Honest nodes control the vast majority of the network, though there are also malicious nodes. Fortunately, they do not control 51% of the honest nodes.
Immutability
Blockchain follows the longest chain principle. If Miner A and Miner B both mine different blocks at the same time, it doesn’t result in two separate blockchains. Instead, it causes a temporary fork—Miners following Miner A and others following Miner B. Since blockchain adheres to the longest chain principle (i.e., whichever chain accumulates the most Proof of Work), it’s a fair race. If Miner A is in a more favorable network location and its block announcement reaches more nodes, more blocks will follow it, and Miner A wins.
It is because of this characteristic that if an attacker wants to tamper with a block, they would need to control the majority of the world’s nodes (a 51% attack). No computer in the world today can generate that much computational power. If someone actually managed to alter the blockchain, that attacker would likely be from the future.
Anonymity
A blockchain account consists of a public key and a private key. Each public key corresponds to a private key. The blockchain does not reveal where you are from or what activities you’ve participated in.
It only knows what transactions you’ve made—for example, how much BTC was sent to which address. Of course, if you publicly share your address on social media, that’s a different story.
Before attempting to leak your address, remember: the blockchain is a dark forest.
Transparency
Traditional bank accounts are generally not accessible to ordinary people. If a bank insider secretly transfers your money to another account and then back, you would hardly notice. Even if certain groups engage in insider trading, it’s almost impossible to detect.
Blockchain solves this issue effectively. Every action on the chain is recorded. Remember, the blockchain itself is a decentralized ledger.
A side note: This is how many meme coins come into existence. Someone discovers a coin, finds out it was issued by a famous person, and suddenly—a narrative is born.
Applications of Blockchain
Given its many excellent features, its applications are highly forward-looking.
Admittedly, a counterargument might be that many blockchain applications are centralized. This isn’t an exaggeration—it’s simply the reality.
If a legitimate company wants to develop blockchain technology, it must go through government approval processes involving audits, security reports, and more. I won’t delve into the details here.
So, does this betray the original intention of decentralization?
I can’t provide a definitive answer. I can only say it’s beyond our control. Your information remains yours alone—unless you enter the blockchain industry, in which case your information will naturally be exposed.
Blockchain applications still face centralized constraints because, without centralization, it’s difficult to gauge credibility.
Isn’t that ironic?
We live in an open era—free and passionate.

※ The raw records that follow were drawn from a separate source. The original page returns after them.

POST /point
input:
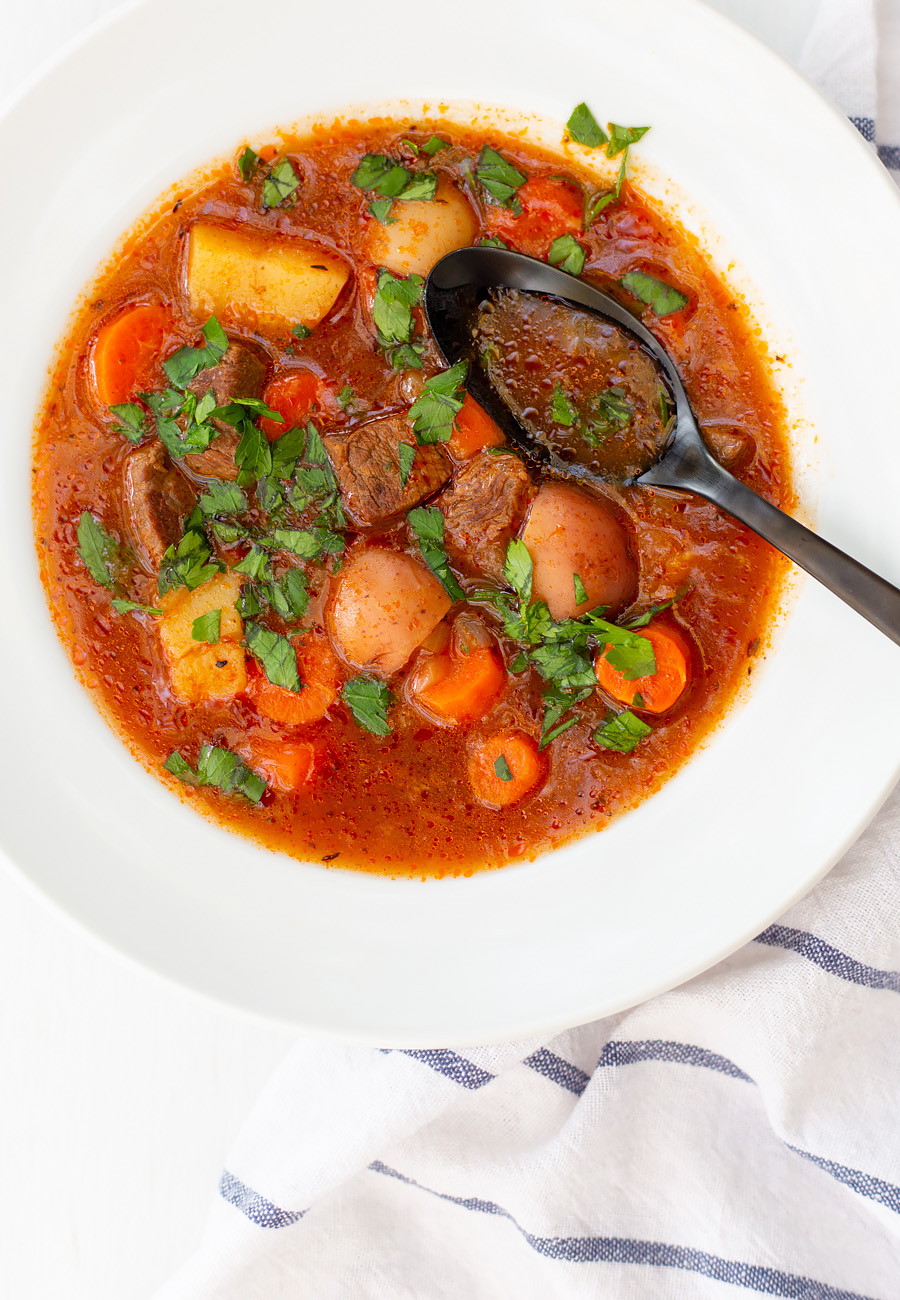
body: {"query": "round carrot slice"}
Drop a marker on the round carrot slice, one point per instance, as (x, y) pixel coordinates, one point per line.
(658, 690)
(297, 397)
(319, 672)
(474, 430)
(126, 351)
(506, 767)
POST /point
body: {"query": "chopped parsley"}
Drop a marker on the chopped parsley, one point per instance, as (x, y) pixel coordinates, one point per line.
(561, 407)
(406, 454)
(392, 181)
(368, 701)
(208, 627)
(660, 297)
(223, 498)
(500, 178)
(567, 254)
(275, 654)
(392, 310)
(219, 767)
(280, 183)
(427, 523)
(99, 551)
(584, 128)
(433, 414)
(247, 163)
(133, 420)
(622, 732)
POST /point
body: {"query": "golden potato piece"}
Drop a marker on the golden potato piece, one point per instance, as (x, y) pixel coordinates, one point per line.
(210, 672)
(181, 607)
(260, 280)
(422, 232)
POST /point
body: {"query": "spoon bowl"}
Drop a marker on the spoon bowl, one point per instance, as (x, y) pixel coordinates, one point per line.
(454, 291)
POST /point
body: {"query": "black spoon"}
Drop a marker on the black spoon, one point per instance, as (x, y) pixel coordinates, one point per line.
(454, 291)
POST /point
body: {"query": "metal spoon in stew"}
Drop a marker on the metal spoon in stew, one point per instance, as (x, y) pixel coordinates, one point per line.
(475, 299)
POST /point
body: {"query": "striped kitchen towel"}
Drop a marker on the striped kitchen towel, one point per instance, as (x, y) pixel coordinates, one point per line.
(740, 1134)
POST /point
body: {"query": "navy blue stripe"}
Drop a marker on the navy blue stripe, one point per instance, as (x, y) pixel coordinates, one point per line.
(831, 960)
(622, 1249)
(451, 1065)
(875, 1188)
(661, 1049)
(255, 1207)
(557, 1070)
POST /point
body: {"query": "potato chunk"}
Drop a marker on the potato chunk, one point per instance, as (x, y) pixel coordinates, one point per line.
(198, 671)
(569, 532)
(422, 233)
(260, 280)
(383, 607)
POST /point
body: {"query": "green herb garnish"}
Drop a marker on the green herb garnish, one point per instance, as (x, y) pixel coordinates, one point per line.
(433, 414)
(368, 701)
(662, 298)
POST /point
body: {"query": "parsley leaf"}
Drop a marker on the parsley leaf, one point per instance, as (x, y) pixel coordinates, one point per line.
(433, 412)
(280, 183)
(567, 254)
(275, 653)
(190, 562)
(247, 163)
(584, 128)
(99, 551)
(561, 407)
(380, 209)
(406, 454)
(622, 732)
(621, 137)
(500, 178)
(223, 498)
(662, 298)
(133, 607)
(518, 570)
(427, 523)
(219, 767)
(133, 420)
(208, 627)
(187, 362)
(368, 701)
(392, 310)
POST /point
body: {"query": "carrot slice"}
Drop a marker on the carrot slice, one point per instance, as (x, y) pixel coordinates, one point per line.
(658, 690)
(505, 768)
(126, 350)
(285, 766)
(463, 687)
(550, 207)
(474, 430)
(319, 671)
(297, 397)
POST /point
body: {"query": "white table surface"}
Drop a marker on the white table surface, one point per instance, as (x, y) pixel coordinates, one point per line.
(120, 1095)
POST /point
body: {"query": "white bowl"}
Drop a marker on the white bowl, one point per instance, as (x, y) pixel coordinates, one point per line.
(790, 203)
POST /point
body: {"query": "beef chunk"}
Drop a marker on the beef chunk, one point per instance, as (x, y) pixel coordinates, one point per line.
(367, 467)
(483, 511)
(239, 375)
(156, 499)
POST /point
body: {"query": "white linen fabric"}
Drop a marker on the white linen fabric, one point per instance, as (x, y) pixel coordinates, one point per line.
(739, 1132)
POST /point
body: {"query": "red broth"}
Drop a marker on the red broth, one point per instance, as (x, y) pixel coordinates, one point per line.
(406, 802)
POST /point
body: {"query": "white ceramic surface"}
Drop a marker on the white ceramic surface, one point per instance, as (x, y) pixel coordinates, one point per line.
(757, 817)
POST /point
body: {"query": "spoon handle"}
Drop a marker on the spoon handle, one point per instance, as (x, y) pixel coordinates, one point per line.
(688, 466)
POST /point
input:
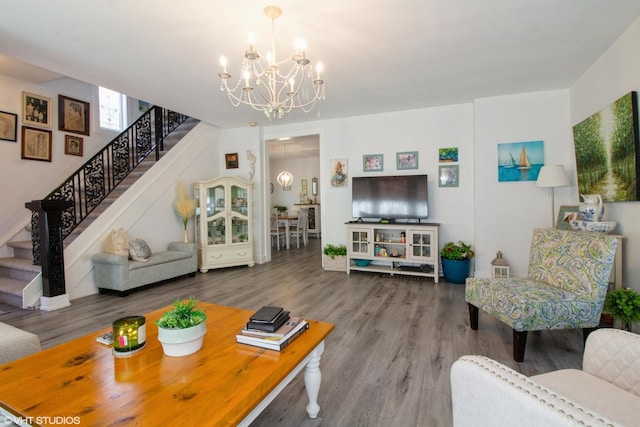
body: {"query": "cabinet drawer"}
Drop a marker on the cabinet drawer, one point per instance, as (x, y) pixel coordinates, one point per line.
(224, 255)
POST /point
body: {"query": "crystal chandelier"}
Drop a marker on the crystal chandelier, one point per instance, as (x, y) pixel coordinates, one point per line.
(274, 87)
(285, 179)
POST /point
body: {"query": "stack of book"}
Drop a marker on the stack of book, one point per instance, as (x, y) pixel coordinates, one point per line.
(271, 328)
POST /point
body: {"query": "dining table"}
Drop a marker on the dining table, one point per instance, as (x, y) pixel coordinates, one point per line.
(286, 221)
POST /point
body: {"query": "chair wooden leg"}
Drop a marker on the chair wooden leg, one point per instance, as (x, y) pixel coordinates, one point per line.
(585, 334)
(519, 343)
(473, 316)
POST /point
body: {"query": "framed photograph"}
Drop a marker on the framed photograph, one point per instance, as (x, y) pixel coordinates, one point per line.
(73, 115)
(449, 176)
(338, 172)
(8, 126)
(73, 145)
(36, 144)
(36, 110)
(566, 214)
(372, 163)
(448, 155)
(143, 106)
(407, 160)
(231, 160)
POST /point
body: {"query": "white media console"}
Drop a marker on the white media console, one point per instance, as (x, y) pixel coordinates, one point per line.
(398, 248)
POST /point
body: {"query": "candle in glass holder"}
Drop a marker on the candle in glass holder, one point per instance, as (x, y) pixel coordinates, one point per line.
(129, 334)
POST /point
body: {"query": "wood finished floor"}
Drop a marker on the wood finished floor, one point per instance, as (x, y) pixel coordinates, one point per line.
(387, 362)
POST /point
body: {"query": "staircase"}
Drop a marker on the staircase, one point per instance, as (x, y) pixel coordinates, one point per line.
(17, 272)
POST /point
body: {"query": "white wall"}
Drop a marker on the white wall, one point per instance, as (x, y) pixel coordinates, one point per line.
(613, 75)
(422, 130)
(507, 212)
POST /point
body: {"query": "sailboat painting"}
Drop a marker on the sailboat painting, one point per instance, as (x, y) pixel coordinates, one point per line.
(520, 161)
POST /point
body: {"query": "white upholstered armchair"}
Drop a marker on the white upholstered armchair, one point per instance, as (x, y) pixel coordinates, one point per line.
(606, 392)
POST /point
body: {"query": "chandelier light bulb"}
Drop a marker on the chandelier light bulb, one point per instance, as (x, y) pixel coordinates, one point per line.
(285, 178)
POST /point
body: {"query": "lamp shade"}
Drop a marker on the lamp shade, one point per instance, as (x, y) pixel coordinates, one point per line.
(552, 176)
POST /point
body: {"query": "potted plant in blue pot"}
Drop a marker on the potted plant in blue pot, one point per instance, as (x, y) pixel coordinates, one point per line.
(456, 261)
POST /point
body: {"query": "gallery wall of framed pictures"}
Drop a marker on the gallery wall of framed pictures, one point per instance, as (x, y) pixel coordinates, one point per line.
(35, 133)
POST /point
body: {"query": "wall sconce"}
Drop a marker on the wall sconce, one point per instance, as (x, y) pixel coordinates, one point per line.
(499, 266)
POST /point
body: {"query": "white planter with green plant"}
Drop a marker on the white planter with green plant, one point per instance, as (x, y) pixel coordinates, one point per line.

We live in a regulated era—transparency squared.
Conclusion
The emergence of blockchain has shortened the world’s distances. The world is no longer defined by continents and straits. Through blockchain, we can effortlessly transmit information from Antarctica to the Arctic Ocean. Anonymous electronic cash can resist the traditional cash issued by banks.
However, anonymity also comes with risks. The chain is filled with all kinds of hackers and various scams. Before fully understanding the concepts, tread carefully on the chain.
Even though blockchain has been developing since 2009, it remains at the forefront of the industry. The future is still full of limitless possibilities—provided you are smart enough.